COVID In Colorado: Middle School Students Join Experts In Mask Study
AURORA, Colo. (CBS4) - Researchers at the Colorado School of Public Health are investing resources their energy into Colorado schools. They hope a new COVID study will not only result in safer hallways, but a larger impact when it comes to detection of respiratory illnesses across the world.
"I kept thinking what we needed to do was to capture that breath and see how infectious people are," said Dr. May Chu, a Clinical Professor in Department of Epidemiology at the Colorado School of Public Health.
Chu is also a Senior Investigator at the Center for Global Health and is used to studying infectious diseases across the globe and when she realized SARS COVID-2 was transmitted through the air, saw an opportunity to detect it in asymptomatic people through mask wearing.
"The University of Lester in the UK was using test strips to identify types of drug resistant tuberculosis in patients in South Africa with better accuracy and specificity," she said.
Chu knew she could do the same without traveling very far. She and colleague Dr. Thomas Jaenisch, an associate professor in epidemiology at the Colorado School of Public Health, teamed up to create a mask strip study specific to detecting COVID and its variants.
In need of volunteers, researchers initially began with college students but soon found with COVID fatigue, the willingness to participate was low. For students at the Aurora Science & Tech Middle School, it was a great opportunity.
"So we kind of went from college students to middle schools," said Jaenisch. "It's always the same question, how can we find out who is transmitting and what are the risk factors around who is transmitting more than others, and this is kind of why we want to tease apart that kind of testing and wearing masks because they represent two different sides of the same coin, being infected yourself versus also being infectious to others."
The students wear the mask in the morning and turn it in along with a nasal swab for comparison at lunch.
"It's been really wonderful because this has allowed us to identify asymptomatic members of our community," said Principal Rebecca Bloch.
While the strip is a PCR test, eventually, the goal is to have a strip in the masks that changes color.
"If we could do these measurements we'll be able to come up with some metrics, you know, maybe standard metrics in which then we know what to do going forward, because I'm sure we're gonna have more and more SARS Coronavirus-2 variants," Chu said. "Whether they're more infectious or more spreadable we don't know, but I think we have bought ourselves perhaps a little lull time after this last big surge that we should be prepared for the next one."
While there are still mask mandates in schools, researchers plan to move the study into elementary schools and pair their mask strip study with one additional, important component.
"Which is a researcher from Boulder, Mark Hernandez who is an engineer and he's working on air quality and air filtration in schools and he has that going with DPS in the elementary schools and he was looking for a partner who could actually read out the human component so the infection status in humans and then correlate it with which rooms have the best air filtration, and air turn around and air quality," Jaenisch said. "That's the next step for us, we have invited him to join us in the middle school here at Aurora Science and Tech, and he has invited us to join his schools that he's already working with in DPS And we just got permission that we could continue with that."

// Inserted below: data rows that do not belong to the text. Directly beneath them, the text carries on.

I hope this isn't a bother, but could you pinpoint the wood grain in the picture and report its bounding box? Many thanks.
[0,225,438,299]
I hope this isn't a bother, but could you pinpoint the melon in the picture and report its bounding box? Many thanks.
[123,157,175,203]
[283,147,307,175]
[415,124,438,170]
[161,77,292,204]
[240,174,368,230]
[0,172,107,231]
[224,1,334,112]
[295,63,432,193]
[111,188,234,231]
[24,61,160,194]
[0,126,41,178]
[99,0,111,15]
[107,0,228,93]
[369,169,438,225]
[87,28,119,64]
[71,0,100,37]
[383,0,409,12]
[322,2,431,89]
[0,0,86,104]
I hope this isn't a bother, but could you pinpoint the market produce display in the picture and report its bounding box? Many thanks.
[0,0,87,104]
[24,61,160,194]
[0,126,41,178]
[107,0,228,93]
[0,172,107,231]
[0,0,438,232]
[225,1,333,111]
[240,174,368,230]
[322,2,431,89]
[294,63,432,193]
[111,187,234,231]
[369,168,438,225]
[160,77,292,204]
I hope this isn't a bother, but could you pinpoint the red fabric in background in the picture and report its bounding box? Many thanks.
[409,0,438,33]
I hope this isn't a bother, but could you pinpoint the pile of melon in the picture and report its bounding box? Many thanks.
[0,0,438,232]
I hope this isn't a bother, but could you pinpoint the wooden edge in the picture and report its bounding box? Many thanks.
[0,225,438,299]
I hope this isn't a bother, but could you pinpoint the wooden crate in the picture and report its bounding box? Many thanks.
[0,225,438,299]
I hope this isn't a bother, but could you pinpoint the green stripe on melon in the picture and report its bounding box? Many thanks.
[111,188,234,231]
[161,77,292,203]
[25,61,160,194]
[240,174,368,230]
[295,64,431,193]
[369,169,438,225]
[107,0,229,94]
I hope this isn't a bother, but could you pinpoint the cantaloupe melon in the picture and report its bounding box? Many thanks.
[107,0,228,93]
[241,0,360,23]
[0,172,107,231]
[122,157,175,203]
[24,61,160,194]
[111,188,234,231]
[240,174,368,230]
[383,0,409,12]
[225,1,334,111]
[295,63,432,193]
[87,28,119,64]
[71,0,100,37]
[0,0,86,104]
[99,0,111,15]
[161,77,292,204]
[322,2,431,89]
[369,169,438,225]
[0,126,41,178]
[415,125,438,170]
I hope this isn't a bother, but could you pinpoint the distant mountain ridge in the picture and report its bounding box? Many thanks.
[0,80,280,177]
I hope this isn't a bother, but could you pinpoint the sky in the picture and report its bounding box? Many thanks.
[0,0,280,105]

Right now, both researchers say the most important thing is for people to get.
"Right now there's free testing for K-12 schools offered by CDPHE and also offered by COVID check Colorado who is a partner in our study," said Chu.
Chu says only about one percent of schools in Colorado are signed up for the free program.
"This free weekly testing and so it's gonna be really hard to know what the community level is if you don't test," she said.